The Best Days

Matt Haig:

“You don’t need to deny the reality of the present in order to have hope, you just need to know the future is uncertain, and that life contains light as well as dark.”

 

At the end of a very hard year, I was listening to one of my favorite podcasts (EarBiscuits – highly recommend). The two hosts had compiled a list of the ten most memorable moments from the year. This included hard things as well as exciting moments, and their discussion was honest and fun. After listening, I knew that I had to put together my own list.

 

I think one aspect of life that I struggle with is living in the present moment – I wonder, does anyone NOT struggle with this? But an activity like reflecting on a year gone by, on all of its highs and lows, turned out to be an extremely grounding and rewarding experience for me. I still will look back at that list and marvel at how some of the moments that felt so simple and unimportant at the time were actually ones that stuck with me and brought me joy.

 

To quote Ferris Bueller, “Life moves pretty fast. If you don’t stop and look around once in a while you could miss it.” I have always struggled with maintaining long term and some short term memory, so I am especially aware that the pictures that remain stuck in my head from an event or a trip are the kinds that are worth honoring and remembering. This retrospective approach to life gives a different lens to the experience, and makes you realize that the awareness and wonder for that present moment should have been at the front of your mind even as it was happening. Looking back at the last ten or so years, there are a few that stick out to me.

 

Concerts and music festivals will always result in some of my most lasting and happiest memories. Avicii playing an arena concert at the University of New Hampshire, Firefly Music Festival in Delaware, the Gentlemen of the Road stopovers in Ontario and New Jersey, and Boston Calling are a few of my most grounded and enjoyable experiences. It is always spent with people you love, listening to music that speaks to your soul, and often eating really good food while you are at it.

 

When I was studying abroad in Austria in college, I spent a day exploring Vienna on my own and falling even more in love with the city and country. I loved that I could follow steps from previous trips based on memory alone, that I had the chance to explore new locations with the freedom of only doing what I desired, and that I got to live in my own thoughts and head throughout the day.

 

The day after our wedding, we took a day trip to Hallstatt with a few of our wedding guests. It was a bucket list item for a lot of people in our group, and it was so amazing to see everything through their eyes and enthusiasm. Those photos are some of my favorites to look back on, because I can feel the joy and contentment from this first day married to my best friend, with some of my favorite people adventuring alongside us.

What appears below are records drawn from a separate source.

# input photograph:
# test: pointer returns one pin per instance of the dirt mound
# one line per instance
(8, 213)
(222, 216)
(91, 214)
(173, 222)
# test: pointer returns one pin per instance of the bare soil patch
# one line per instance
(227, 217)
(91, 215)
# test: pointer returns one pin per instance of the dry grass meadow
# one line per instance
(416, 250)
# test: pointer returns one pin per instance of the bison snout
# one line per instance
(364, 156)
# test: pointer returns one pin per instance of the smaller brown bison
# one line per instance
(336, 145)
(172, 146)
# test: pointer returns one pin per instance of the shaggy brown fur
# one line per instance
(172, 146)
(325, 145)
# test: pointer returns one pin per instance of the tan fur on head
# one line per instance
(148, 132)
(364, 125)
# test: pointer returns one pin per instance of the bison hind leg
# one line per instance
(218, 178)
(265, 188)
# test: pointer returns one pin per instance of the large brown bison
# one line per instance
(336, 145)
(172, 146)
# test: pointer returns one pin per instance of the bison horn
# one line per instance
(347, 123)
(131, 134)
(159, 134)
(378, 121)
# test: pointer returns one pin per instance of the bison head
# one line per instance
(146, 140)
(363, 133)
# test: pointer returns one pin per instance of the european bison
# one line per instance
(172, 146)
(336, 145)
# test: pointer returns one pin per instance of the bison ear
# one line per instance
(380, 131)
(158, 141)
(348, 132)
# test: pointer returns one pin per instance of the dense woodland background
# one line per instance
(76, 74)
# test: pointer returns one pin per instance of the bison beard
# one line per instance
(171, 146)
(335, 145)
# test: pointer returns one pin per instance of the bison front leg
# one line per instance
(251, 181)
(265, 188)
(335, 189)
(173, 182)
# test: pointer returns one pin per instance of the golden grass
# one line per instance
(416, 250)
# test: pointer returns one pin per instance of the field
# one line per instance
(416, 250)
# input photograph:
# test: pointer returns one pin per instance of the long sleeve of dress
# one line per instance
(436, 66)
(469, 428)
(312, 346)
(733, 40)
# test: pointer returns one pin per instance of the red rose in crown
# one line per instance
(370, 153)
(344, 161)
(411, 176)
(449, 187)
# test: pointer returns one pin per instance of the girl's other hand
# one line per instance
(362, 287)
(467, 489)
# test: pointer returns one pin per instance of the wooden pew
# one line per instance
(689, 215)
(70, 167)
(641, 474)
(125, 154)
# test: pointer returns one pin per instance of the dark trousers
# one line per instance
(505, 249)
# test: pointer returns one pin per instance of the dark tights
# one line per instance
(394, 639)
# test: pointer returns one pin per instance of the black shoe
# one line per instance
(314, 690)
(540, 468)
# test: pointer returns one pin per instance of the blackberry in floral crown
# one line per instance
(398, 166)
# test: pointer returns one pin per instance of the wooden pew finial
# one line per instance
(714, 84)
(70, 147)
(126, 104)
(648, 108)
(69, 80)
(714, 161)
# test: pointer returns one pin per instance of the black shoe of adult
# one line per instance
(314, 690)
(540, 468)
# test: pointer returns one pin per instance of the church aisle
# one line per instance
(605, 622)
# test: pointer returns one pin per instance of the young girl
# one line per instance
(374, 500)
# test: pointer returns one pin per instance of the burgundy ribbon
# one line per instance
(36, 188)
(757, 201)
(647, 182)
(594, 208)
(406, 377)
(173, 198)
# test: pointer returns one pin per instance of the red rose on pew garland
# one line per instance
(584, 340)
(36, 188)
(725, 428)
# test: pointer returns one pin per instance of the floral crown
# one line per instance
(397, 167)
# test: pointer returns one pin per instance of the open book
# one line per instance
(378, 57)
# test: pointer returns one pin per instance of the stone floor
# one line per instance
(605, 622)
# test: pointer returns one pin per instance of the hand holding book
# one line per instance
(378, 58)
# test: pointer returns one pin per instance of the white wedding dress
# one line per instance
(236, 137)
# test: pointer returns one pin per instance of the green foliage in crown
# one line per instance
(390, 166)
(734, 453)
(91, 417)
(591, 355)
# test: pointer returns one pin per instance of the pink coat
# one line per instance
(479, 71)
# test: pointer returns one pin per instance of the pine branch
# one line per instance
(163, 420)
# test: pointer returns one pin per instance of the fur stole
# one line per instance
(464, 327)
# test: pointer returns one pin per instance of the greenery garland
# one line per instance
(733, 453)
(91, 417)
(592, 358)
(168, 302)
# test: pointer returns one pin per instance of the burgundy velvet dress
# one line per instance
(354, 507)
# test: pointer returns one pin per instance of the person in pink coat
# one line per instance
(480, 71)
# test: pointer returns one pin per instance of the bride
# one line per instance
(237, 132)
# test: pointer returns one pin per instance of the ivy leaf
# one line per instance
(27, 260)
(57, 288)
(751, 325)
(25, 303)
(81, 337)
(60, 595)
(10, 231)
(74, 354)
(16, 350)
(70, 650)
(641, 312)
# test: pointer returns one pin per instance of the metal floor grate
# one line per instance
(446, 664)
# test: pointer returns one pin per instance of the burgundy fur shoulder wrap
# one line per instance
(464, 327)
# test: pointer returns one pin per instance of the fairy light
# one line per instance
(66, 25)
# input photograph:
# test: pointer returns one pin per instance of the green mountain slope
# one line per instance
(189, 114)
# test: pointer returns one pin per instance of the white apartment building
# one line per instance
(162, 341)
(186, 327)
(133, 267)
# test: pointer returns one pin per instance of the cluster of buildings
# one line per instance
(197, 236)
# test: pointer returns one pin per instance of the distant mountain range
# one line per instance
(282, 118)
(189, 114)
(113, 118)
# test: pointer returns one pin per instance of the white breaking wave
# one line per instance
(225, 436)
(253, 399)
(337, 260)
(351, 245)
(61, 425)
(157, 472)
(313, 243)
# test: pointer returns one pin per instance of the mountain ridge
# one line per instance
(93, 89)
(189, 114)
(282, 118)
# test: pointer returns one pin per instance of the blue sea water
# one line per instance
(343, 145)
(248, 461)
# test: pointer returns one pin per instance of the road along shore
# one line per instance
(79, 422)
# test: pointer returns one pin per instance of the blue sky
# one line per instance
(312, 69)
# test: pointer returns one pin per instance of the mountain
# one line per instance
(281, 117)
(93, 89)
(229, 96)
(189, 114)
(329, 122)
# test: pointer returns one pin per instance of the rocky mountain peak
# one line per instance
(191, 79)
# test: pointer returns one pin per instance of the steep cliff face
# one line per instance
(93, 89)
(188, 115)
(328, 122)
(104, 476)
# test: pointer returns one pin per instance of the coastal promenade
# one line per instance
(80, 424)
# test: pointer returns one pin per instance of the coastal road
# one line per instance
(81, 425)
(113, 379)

There are simple days without anything grand, new or exciting in particular that also stay with me. We lived at our in-laws’ home on Plum Island during our first year of marriage. We did a weeklong “staycation”, and I spent one day outside on the porch for hours. I practiced some yoga, read Michelle Obama’s book Becoming and Mari Andrew’s book Am I There Yet, ate good food and just generally soaked up the day. I have a photo on my phone of an excerpt from Mari’s book, where she defines the Portuguese word saudade, which is loosely translated as “the remnant of gratitude and bliss that something happened, but the simultaneous devastation that it has gone and will never happen again.” So many of these moments are perfectly captured by this definition, and the real blessing is to be able to see it as that even while you are living that moment.

 

Some of my favorite days and nights are the ones that feel like they may never end. An annual tradition for us was attending the CF Crawl for a Cure in Boston. The year I lived in the city, we spent the day on the bar crawl, ventured out to eat food, and came back to my apartment to hang out afterwards. My best friend’s 24th birthday was also spent out in the city, where we somehow were in the club a half hour before they were even open and stayed well past when the house lights came back on, then wandered home through the warm September night. We had a handful of all-nighters in high school and college, featuring long summer nights in the beach house staying up until the sun rose over the ocean. Somehow it was a gauntlet that only 3-4 people would pass, and it was always a victorious and delirious feeling to go to bed as the birds and sky were awakening.

 

These moments are somehow frozen in time and also endless in my mind and the story of my own life. Maybe there are others. In fact, I’m sure there are more. This list is far from exhaustive and my memory is far from perfect. But I invite you to reflect on some of these days in your own life, savor them, invoke the feelings they bring, pick out the details that mean so much to you. I will leave you with one final quote from Søren Kierkegaard, paraphrased by Matt Haig in his phenomenal “Comfort Book”: life is “understood backward; but it must be lived forward”.